Metro Weekly

Plaintiffs challenging Mississippi “religious freedom” law ask for full 5th Circuit to rehear case

Three-judge panel previously ruled that the plaintiffs can't sue because they haven't yet been harmed by the law

John Minor Wisdom Courthouse, home of the 5th U.S. Circuit Court of Appeals – Photo: Bobak Ha’Eri, via Wikimedia.

Lawyers representing the plaintiffs who sued to stop a Mississippi “religious freedom” law from taking effect have asked the full 5th Circuit to rehear their lawsuit after it was dismissed for lack of standing.

Mississippi civil rights attorney Rob McDuff, along with the Mississippi Center for Justice and Lambda Legal, filed a petition with the court asking for an en banc hearing of Barber v. Bryant, which seeks to overturn Mississippi’s HB 1523 on the grounds that it is unconstitutional.

HB 1523 was signed into law by Gov. Phil Bryant last year, but blocked from going into effect after U.S. District Judge Carlton Reeves ruled that the law was discriminatory. Reeves ruled that the law violates both the First and Fourteenth Amendments to the U.S. Constitution by favoring a very specific set of religious and moral beliefs.

Under the law, individuals and businesses are allowed to refuse goods or services based on their opposition to a person’s homosexuality, transgender status, or moral decisions, including whether to engage in extramarital sex.

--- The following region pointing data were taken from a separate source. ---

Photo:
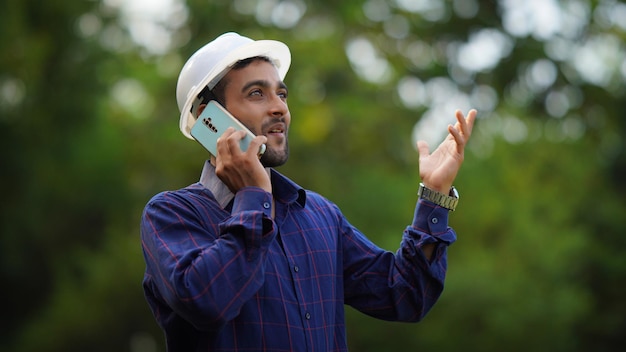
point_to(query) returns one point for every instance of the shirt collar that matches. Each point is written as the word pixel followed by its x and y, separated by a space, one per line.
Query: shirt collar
pixel 284 190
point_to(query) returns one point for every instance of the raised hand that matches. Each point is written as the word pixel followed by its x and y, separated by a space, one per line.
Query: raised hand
pixel 439 168
pixel 238 169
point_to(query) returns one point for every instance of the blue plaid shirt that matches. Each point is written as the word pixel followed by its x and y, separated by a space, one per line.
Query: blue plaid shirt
pixel 222 275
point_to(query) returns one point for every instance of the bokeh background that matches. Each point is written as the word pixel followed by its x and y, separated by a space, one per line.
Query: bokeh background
pixel 88 133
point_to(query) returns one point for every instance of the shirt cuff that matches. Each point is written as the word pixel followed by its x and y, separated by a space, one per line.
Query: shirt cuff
pixel 433 220
pixel 253 199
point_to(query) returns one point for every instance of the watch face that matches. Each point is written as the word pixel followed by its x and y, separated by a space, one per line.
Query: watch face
pixel 454 193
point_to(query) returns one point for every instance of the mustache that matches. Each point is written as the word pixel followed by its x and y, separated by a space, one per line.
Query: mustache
pixel 272 122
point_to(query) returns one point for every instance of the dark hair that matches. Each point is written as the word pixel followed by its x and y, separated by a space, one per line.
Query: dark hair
pixel 217 93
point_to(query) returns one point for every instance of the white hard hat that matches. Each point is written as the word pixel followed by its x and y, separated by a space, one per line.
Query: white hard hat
pixel 208 65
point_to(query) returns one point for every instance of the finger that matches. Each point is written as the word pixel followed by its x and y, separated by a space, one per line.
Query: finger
pixel 255 145
pixel 222 142
pixel 458 139
pixel 469 121
pixel 423 149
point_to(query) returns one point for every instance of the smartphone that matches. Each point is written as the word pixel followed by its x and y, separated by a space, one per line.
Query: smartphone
pixel 212 122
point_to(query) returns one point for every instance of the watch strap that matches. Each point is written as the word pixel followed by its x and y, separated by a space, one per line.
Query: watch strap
pixel 449 201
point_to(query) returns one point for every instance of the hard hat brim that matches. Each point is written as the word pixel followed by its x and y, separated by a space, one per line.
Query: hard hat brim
pixel 276 51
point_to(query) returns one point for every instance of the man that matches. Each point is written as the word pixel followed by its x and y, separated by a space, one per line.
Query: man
pixel 247 260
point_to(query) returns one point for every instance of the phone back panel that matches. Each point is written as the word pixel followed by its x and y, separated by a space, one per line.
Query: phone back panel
pixel 212 123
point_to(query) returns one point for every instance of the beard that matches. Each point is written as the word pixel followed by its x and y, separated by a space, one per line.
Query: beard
pixel 275 157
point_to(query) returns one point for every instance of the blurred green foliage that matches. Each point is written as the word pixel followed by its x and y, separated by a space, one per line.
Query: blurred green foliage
pixel 88 129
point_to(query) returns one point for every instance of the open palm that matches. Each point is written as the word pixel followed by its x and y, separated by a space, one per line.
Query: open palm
pixel 439 168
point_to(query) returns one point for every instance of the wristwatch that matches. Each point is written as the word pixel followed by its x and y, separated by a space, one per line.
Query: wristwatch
pixel 447 201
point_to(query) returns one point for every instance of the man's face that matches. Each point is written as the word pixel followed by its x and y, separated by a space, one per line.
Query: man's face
pixel 257 97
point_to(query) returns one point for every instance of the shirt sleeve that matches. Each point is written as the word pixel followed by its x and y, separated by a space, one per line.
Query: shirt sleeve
pixel 202 261
pixel 400 286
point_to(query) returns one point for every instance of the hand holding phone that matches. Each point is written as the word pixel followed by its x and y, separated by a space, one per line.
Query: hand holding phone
pixel 212 123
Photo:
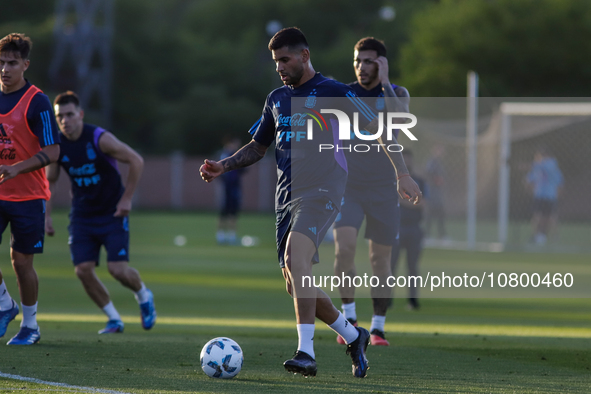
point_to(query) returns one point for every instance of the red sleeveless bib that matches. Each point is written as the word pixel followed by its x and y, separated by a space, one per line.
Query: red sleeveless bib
pixel 18 143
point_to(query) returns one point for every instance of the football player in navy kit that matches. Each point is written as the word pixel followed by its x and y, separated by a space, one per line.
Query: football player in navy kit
pixel 100 208
pixel 308 193
pixel 370 193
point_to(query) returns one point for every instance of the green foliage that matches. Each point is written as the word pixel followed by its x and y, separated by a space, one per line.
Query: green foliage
pixel 186 73
pixel 519 48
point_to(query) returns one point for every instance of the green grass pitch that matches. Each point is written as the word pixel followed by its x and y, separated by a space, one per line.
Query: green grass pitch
pixel 202 290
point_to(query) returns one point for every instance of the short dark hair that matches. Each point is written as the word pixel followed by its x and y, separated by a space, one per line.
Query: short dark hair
pixel 290 37
pixel 16 42
pixel 68 97
pixel 371 44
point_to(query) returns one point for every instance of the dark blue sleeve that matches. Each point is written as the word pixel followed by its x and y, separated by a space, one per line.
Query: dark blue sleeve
pixel 42 121
pixel 356 104
pixel 263 131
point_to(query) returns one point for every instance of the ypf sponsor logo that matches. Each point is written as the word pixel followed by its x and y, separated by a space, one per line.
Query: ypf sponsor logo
pixel 4 138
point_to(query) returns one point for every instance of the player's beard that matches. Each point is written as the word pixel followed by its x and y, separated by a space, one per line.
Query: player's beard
pixel 295 77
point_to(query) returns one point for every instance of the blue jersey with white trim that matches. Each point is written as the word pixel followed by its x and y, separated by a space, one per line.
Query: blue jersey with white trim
pixel 370 168
pixel 302 169
pixel 95 178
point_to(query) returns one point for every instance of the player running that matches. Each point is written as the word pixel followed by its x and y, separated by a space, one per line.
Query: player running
pixel 308 191
pixel 28 142
pixel 100 208
pixel 371 193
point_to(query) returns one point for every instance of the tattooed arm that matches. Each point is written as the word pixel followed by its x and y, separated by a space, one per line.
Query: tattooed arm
pixel 49 154
pixel 248 155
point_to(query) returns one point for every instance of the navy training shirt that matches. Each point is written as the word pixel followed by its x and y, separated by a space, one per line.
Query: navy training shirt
pixel 40 116
pixel 370 168
pixel 303 170
pixel 95 178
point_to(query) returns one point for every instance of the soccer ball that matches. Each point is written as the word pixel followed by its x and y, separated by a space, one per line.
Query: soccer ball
pixel 221 358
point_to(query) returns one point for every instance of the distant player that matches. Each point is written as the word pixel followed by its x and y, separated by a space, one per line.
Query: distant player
pixel 546 182
pixel 28 142
pixel 308 191
pixel 371 194
pixel 100 208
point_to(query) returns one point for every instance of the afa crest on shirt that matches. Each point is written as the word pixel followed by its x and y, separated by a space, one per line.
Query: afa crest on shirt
pixel 90 153
pixel 311 100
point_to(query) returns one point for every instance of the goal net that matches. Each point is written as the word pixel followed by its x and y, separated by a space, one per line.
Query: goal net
pixel 508 135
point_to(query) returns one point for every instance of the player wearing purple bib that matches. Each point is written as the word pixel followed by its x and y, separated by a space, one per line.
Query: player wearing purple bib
pixel 370 194
pixel 308 191
pixel 100 208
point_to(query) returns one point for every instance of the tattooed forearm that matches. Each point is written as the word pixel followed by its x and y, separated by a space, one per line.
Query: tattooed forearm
pixel 249 154
pixel 43 158
pixel 396 100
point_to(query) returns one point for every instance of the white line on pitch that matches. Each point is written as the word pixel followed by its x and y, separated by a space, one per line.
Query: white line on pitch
pixel 64 385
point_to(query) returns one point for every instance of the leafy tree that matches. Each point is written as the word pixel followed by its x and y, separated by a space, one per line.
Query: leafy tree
pixel 519 48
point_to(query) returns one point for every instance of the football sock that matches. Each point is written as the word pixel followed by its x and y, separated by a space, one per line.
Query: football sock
pixel 29 316
pixel 142 294
pixel 111 312
pixel 306 339
pixel 377 323
pixel 345 329
pixel 349 311
pixel 220 236
pixel 5 298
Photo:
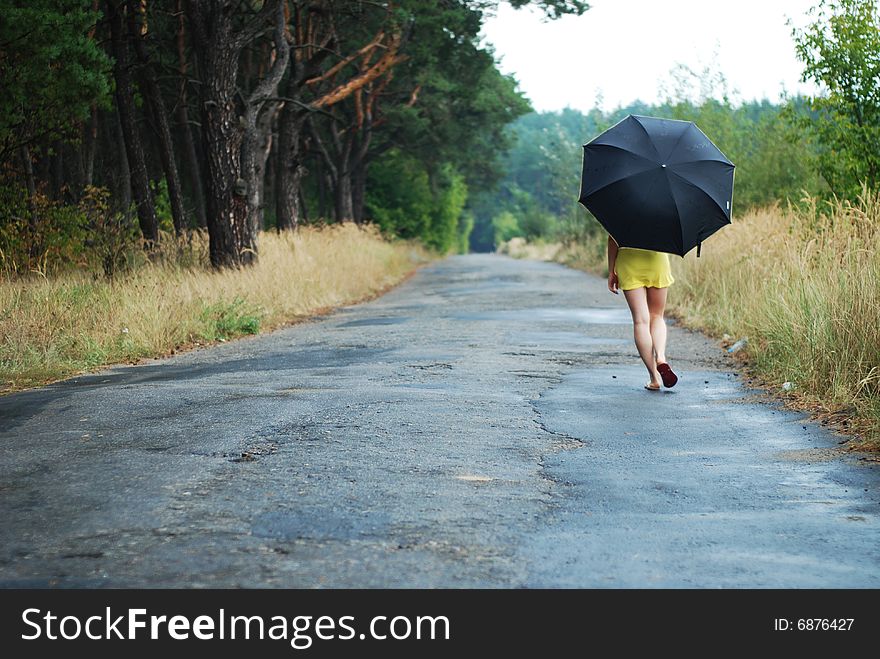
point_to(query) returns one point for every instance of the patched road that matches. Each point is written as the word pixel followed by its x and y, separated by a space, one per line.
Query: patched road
pixel 482 425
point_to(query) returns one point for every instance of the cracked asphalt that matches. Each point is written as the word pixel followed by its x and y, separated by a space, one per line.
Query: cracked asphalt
pixel 482 425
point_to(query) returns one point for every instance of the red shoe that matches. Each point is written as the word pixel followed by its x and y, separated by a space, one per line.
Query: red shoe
pixel 669 378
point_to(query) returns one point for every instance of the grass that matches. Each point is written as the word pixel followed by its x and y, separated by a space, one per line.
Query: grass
pixel 56 327
pixel 803 284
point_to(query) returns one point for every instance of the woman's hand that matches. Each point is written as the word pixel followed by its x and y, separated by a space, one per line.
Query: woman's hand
pixel 612 282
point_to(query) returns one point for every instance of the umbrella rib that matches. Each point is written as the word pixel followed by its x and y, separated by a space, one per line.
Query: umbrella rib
pixel 692 184
pixel 648 135
pixel 680 138
pixel 629 153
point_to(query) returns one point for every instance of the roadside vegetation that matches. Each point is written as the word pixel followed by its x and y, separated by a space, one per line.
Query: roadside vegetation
pixel 798 271
pixel 53 327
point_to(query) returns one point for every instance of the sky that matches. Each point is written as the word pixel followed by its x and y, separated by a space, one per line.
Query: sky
pixel 620 51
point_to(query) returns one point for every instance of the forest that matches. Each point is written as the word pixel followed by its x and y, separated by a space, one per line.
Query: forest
pixel 126 124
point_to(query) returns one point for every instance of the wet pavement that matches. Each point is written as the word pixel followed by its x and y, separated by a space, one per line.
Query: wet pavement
pixel 482 425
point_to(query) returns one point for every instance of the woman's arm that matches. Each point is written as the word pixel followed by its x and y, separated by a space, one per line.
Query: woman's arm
pixel 612 260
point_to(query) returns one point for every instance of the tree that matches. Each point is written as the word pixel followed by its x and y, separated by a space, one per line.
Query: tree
pixel 138 30
pixel 51 71
pixel 140 182
pixel 841 51
pixel 220 31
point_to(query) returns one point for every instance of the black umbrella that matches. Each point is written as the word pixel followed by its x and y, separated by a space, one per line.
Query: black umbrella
pixel 657 184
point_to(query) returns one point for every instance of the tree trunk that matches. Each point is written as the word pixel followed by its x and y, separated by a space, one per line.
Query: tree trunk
pixel 217 47
pixel 122 173
pixel 358 185
pixel 193 161
pixel 150 89
pixel 290 168
pixel 33 248
pixel 57 171
pixel 90 144
pixel 140 184
pixel 259 115
pixel 342 198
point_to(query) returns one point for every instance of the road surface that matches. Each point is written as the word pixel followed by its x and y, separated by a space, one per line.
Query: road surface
pixel 482 425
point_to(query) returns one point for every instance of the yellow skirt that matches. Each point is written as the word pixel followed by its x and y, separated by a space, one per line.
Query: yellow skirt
pixel 636 268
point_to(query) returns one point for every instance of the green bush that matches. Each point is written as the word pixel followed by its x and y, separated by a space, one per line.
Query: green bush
pixel 224 320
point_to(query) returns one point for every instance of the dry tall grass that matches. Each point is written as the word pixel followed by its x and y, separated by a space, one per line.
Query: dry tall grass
pixel 52 328
pixel 803 284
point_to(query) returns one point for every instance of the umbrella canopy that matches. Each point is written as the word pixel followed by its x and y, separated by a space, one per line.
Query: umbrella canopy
pixel 657 184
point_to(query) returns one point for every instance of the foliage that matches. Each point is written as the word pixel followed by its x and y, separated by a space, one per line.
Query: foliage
pixel 38 233
pixel 841 51
pixel 51 70
pixel 430 211
pixel 541 186
pixel 42 235
pixel 227 319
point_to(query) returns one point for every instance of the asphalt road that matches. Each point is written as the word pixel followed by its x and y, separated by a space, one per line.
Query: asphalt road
pixel 482 425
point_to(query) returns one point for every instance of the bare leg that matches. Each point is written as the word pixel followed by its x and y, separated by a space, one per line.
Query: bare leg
pixel 656 306
pixel 637 299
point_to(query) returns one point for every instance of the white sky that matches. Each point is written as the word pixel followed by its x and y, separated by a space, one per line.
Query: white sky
pixel 625 50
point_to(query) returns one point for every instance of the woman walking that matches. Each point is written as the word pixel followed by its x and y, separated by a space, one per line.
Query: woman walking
pixel 644 277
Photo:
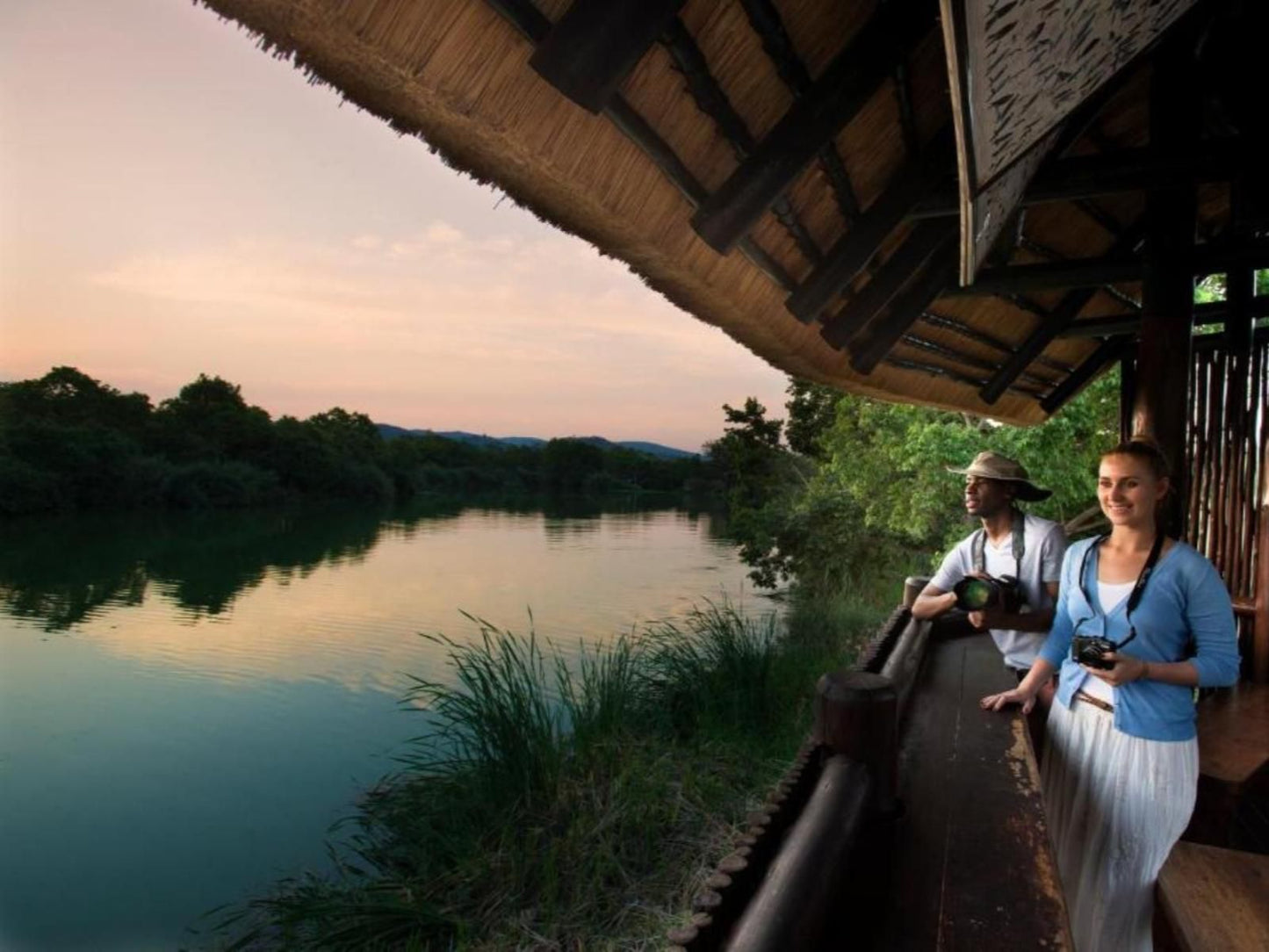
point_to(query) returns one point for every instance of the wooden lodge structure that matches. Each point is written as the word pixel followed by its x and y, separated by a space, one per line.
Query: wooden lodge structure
pixel 971 205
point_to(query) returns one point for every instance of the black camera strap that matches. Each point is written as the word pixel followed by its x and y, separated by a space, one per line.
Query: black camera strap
pixel 978 546
pixel 1138 588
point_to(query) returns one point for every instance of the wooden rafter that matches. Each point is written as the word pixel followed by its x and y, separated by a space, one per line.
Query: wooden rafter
pixel 927 239
pixel 595 43
pixel 535 27
pixel 1041 250
pixel 964 330
pixel 1113 173
pixel 1109 350
pixel 767 22
pixel 883 333
pixel 980 364
pixel 810 123
pixel 1049 327
pixel 847 256
pixel 713 102
pixel 951 373
pixel 1108 270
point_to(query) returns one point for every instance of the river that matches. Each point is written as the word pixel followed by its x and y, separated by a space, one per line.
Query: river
pixel 188 702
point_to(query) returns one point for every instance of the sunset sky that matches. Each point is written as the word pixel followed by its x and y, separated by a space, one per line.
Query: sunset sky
pixel 176 202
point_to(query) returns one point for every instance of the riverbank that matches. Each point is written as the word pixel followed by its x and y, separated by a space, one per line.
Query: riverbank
pixel 567 806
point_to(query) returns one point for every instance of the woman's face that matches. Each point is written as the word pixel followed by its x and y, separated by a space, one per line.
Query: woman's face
pixel 1129 492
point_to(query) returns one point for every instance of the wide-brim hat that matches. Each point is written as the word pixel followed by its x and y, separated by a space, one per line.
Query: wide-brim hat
pixel 994 466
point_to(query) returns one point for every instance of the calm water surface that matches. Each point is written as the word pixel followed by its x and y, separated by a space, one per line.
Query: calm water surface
pixel 188 703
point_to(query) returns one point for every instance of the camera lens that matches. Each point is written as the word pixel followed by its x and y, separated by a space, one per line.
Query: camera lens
pixel 974 595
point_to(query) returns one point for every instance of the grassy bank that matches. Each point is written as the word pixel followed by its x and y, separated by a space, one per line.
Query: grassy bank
pixel 567 805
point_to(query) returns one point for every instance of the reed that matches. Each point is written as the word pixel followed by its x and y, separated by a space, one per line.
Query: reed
pixel 559 803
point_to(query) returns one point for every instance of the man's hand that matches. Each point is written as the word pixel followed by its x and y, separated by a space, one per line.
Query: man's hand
pixel 932 603
pixel 1018 696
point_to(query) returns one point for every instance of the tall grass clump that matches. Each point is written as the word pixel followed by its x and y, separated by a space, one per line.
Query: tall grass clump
pixel 556 801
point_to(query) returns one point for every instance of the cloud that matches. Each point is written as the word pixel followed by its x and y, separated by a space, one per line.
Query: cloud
pixel 532 333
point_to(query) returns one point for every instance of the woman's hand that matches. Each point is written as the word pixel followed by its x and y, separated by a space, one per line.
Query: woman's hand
pixel 1126 669
pixel 1018 696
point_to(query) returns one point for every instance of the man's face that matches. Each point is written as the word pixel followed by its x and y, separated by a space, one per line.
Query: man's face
pixel 986 498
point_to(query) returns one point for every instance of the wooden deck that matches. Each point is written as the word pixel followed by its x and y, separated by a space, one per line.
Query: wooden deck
pixel 971 861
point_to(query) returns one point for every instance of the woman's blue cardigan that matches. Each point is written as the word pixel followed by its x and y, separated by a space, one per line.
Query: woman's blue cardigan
pixel 1184 615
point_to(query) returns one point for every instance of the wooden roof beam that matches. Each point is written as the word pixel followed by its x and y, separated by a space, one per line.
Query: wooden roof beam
pixel 1058 320
pixel 535 27
pixel 712 100
pixel 1112 173
pixel 1211 313
pixel 811 123
pixel 1108 270
pixel 964 330
pixel 938 274
pixel 1072 273
pixel 927 239
pixel 767 22
pixel 595 45
pixel 850 254
pixel 980 364
pixel 1111 350
pixel 935 371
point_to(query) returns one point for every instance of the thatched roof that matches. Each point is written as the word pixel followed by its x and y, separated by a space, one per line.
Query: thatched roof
pixel 782 169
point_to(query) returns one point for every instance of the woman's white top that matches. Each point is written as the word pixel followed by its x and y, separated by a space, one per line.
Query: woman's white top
pixel 1109 595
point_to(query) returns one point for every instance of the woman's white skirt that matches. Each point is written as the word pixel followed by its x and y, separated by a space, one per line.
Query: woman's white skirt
pixel 1115 806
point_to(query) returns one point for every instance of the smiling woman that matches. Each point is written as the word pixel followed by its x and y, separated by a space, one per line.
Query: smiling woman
pixel 1121 772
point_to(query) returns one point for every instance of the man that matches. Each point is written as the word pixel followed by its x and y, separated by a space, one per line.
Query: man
pixel 1009 542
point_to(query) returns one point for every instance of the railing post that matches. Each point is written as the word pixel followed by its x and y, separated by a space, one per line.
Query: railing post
pixel 912 586
pixel 855 715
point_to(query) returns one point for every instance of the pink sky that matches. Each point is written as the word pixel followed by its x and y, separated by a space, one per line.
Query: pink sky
pixel 176 202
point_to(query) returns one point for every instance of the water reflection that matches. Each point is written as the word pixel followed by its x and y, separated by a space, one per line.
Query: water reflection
pixel 63 572
pixel 188 702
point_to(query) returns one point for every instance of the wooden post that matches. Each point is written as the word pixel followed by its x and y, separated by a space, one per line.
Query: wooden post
pixel 855 714
pixel 912 587
pixel 1260 624
pixel 1164 354
pixel 1127 393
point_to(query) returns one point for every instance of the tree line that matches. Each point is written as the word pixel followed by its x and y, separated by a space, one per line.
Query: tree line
pixel 71 442
pixel 847 487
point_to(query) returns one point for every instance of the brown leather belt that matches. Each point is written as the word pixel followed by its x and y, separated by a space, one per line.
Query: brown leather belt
pixel 1095 701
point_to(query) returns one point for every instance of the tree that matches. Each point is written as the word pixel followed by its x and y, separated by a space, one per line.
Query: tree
pixel 70 398
pixel 208 419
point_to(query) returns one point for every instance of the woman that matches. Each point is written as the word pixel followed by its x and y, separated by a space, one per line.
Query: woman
pixel 1121 768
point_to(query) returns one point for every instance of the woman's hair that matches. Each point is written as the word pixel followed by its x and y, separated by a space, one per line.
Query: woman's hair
pixel 1145 450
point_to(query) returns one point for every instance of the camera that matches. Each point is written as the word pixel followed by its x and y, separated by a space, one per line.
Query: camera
pixel 1088 649
pixel 976 593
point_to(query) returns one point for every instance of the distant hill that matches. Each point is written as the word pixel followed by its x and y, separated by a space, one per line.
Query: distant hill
pixel 638 446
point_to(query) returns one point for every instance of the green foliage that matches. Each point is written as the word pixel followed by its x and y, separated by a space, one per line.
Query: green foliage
pixel 571 465
pixel 567 801
pixel 877 489
pixel 812 412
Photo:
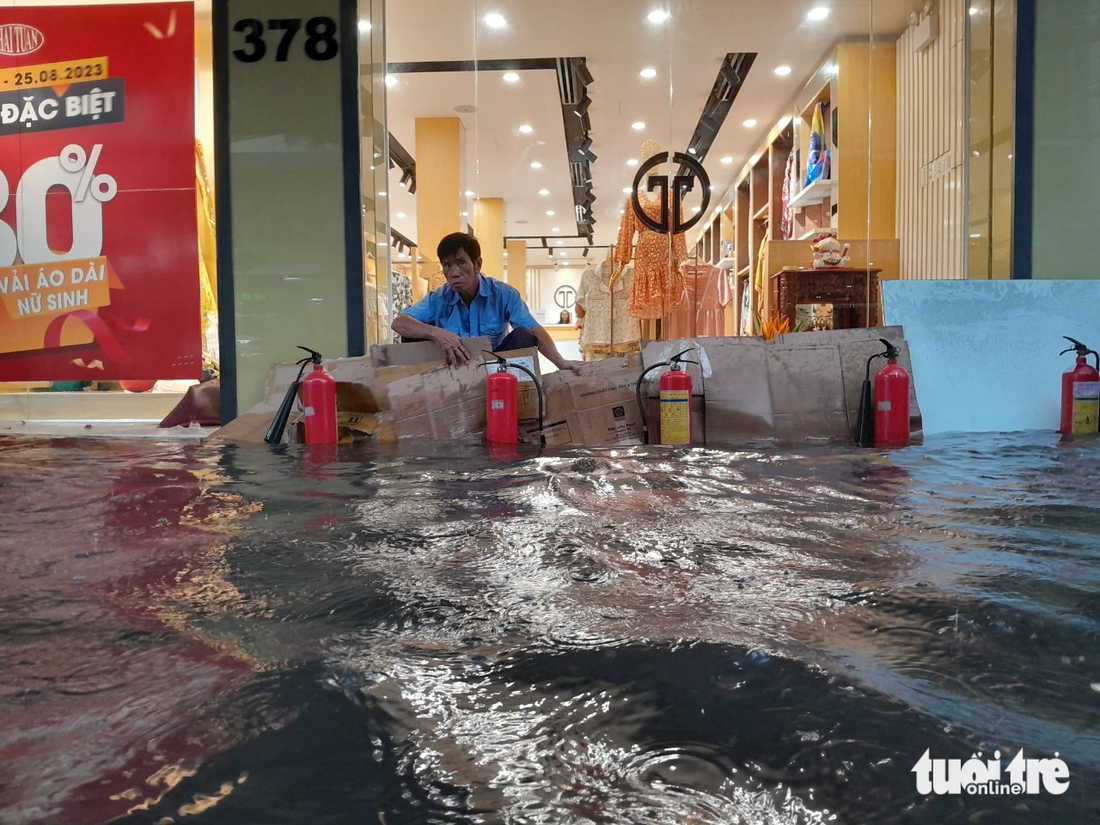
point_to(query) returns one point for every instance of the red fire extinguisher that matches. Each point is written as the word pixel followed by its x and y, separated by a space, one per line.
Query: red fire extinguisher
pixel 1080 393
pixel 675 402
pixel 883 419
pixel 502 402
pixel 319 400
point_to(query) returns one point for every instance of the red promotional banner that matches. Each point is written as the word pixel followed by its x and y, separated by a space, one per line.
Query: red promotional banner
pixel 99 267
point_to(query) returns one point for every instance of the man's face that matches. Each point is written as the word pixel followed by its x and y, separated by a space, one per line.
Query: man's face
pixel 461 274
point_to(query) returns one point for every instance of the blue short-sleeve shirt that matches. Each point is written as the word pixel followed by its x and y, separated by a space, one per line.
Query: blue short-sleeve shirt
pixel 495 306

But two weeks ago, a three-judge panel on the circuit dismissed the lawsuit, saying the plaintiffs did not have standing because they attempted to challenge the law as concerned taxpayers, rather than as injured parties who would be adversely affected by the law should it be enforced. The 5th Circuit panel’s decision reversed Reeves’ injunction and allowed the law to take effect.

McDuff, speaking on behalf of his clients, vowed to continue fighting the law “as long as it takes.” He has previously left open the door to a possible Supreme Court challenge.

“The panel’s decision to reverse the district court ruling begs the question of who gets to challenge laws in court and when. LGBT Mississippians should not have to endure even more profound discrimination before they can ask the court for help,” Susan Sommer, the director of constitutional litigation at Lambda Legal, said in a statement.

“Mississippi’s HB 1523 is an extreme discrimination law dressed up in religious clothes,” Sommer continued. “The wave of anti-LGBT laws like it in state houses around the country, including North Carolina and Texas, comes in defiance of the Supreme Court’s ruling for marriage equality and hard-won rights for transgender people.

“The Supreme Court’s ruling in Obergefell, reaffirmed just last week in Pavan v. Smith, means that same-sex couples are entitled to full marriage rights, not the half-baked rights on offer under HB 1523.”